I was recently working in a first-grade classroom when I sat down next to Sam, who was reading Amelia Bedelia: On the Move. I began to ask him questions about the book he was reading. "What's been happening so far?" "Have you read any Young Amelia Bedelia books before?" Then I asked him why he chose the book. "Because Amelia is just like me," he responded. I paused for a minute because my initial thought was that they look nothing alike. “Can you say more about that?” I asked. He told me that Amelia was moving to a new house just as he had recently moved. Our conference continued but this idea- of what is "just like me" left me thinking.
In recent years there has been a push to fill classroom libraries with diverse literature. To provide students with the opportunity to see themselves in the text they are reading. We look to fill our shelves with characters from a variety of backgrounds. For me, this means having characters that look like my students- their backgrounds, their heritages. After my conference with Sam, I realized that "just like me" should be more than just appearance. It is a combination of many different things including appearance but also experiences, family structures, ages, and environment. I want readers of all levels to be able to connect to text for a variety of reasons. I want my readers to say this is just like me because:
It looks like me
It sounds like me
I have done that before
That’s like my family
I have been to a place like that
This feels like where I live
I have felt that way before
In The Book Whisper, by Donalyn Miller, she explores Brian Cambourne's conditions for learning. She writes that engagement is an essential condition for learning. She goes on to say that, "Reading must be an endeavor that has personal value to students.” When we give students texts that they value, we give them the chance to make a connection. We can then teach them how to think deeper about the text. We can teach readers at all levels to have ideas about the text that they are reading.

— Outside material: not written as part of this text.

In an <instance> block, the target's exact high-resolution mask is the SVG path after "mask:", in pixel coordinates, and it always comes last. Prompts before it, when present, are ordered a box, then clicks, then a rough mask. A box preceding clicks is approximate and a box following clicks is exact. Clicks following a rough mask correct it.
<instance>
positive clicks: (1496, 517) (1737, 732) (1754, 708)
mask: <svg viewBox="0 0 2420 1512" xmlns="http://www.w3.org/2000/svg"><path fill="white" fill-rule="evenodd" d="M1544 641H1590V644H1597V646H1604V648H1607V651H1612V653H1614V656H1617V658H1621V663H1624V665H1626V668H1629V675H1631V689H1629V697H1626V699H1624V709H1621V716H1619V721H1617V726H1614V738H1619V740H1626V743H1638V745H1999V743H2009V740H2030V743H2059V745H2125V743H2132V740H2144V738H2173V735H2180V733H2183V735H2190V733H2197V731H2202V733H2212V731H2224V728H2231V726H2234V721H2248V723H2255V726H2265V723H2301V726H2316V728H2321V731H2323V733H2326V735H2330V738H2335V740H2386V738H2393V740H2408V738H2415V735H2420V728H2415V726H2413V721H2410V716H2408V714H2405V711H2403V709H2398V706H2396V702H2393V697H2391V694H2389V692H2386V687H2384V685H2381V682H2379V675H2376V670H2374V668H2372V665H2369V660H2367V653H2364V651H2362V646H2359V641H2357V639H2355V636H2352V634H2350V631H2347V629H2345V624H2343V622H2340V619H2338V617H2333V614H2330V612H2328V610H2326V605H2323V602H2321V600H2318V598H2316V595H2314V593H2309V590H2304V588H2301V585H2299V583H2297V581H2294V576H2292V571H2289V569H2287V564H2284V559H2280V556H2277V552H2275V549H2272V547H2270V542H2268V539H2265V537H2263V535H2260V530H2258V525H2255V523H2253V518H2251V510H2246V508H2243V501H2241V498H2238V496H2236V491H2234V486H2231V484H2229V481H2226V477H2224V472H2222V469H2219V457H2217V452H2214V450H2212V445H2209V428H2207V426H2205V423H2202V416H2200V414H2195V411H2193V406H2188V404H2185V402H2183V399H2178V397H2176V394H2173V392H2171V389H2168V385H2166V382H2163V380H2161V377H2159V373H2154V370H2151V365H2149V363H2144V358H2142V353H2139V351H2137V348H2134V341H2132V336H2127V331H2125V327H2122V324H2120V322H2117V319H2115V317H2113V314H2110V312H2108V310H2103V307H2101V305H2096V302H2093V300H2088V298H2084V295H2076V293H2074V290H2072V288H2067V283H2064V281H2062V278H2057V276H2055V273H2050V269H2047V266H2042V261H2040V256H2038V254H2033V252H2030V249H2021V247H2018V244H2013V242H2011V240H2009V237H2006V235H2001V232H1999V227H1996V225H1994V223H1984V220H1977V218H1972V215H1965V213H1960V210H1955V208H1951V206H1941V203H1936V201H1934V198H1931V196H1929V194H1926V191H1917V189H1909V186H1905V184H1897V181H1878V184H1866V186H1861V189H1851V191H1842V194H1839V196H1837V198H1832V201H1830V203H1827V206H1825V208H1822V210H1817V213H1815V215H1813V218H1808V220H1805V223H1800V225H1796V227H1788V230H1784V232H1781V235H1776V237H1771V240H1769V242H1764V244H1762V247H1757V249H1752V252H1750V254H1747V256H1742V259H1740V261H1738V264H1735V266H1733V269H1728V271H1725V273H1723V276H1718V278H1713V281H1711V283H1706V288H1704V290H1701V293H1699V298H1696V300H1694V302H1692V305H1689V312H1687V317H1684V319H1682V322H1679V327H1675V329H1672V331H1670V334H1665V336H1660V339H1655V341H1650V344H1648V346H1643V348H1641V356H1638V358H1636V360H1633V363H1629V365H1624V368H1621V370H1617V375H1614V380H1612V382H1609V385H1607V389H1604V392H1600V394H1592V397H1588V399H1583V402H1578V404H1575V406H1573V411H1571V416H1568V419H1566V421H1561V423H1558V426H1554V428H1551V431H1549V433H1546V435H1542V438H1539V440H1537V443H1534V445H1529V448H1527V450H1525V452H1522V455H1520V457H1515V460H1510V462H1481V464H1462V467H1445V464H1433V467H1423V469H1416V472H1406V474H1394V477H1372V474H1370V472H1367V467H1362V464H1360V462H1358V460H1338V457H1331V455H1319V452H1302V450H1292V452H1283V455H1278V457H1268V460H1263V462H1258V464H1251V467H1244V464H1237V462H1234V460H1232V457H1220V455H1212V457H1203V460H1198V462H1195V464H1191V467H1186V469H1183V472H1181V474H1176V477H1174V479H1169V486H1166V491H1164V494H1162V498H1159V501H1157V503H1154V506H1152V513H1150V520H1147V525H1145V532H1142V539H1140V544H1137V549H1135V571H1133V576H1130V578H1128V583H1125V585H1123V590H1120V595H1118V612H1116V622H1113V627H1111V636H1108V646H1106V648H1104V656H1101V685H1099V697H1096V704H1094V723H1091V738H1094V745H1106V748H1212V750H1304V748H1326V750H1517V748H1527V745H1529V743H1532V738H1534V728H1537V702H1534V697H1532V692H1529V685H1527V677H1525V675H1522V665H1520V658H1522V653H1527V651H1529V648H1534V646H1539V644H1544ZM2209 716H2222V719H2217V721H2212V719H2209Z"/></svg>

This can lead to learning how to say not just their idea but why they have that idea. Some possible language to teach readers could be:
So how do we build a library that reflects the readers in our classroom? In Growing Readers Kathy Collins suggests:
eavesdropping as students are having conversations with each other on line, unpacking, on the carpet, at their table, etc....
sketching or jotting about reading memories
talking about why they did or did not like the book they read during independent reading
sharing favorite books and why they connect to the text
As I head back into classrooms after a nice holiday break, one of my goals for 2020 is to provide readers with opportunities to see themselves in the texts they are reading. However, I now realize seeing ourselves in a text exits in a variety of ways.